By Frank Giles
The main hurricane prognosticators both predicted the 2022 season would be above normal. The National Oceanic and Atmospheric Administration predicted 20 named storms. Colorado State University also predicted an above normal season with 19 named storms.
But, so far, this hurricane season has been slow. In fact, for the first time since 1997, the month of August passed without a named storm in the Atlantic. In 1997, the season produced only one hurricane after August — category three Erika
Seemingly on cue, the Atlantic produced Tropical Storm Danielle on Sept. 1, but the storm is expected to stay out to sea. But as they say, “It only takes one storm.” The only other season (1961) to not produce a named storm in August is good reason to not let your guard down. That year, from September through November, seven hurricanes were named, five of which were major (category 3 and above). The historic Hurricane Carla was among them. And lest we forget 1992, which didn’t produce its first named storm until late August. It was called Hurricane Andrew.
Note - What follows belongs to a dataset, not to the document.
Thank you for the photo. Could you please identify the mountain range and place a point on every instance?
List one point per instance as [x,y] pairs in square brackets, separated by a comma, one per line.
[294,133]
So why was it so slow in August? Ryan Truchelut, an atmospheric scientist and creator of consulting firm WeatherTiger, addressed the question in an email: “The missing ingredient that kept tropical waves from developing as they normally do in August was unusually dry air in the mid-levels of the atmosphere … just north of the central and eastern sections of the Atlantic’s Main Development Region. Mid-latitude and subtropical air masses with very low moisture content aloft repeatedly dove south and were entrained into [tropical] waves, choking off the [thunderstorm] building blocks of tropical cyclone development, despite generally favorable shear and ocean temperatures.”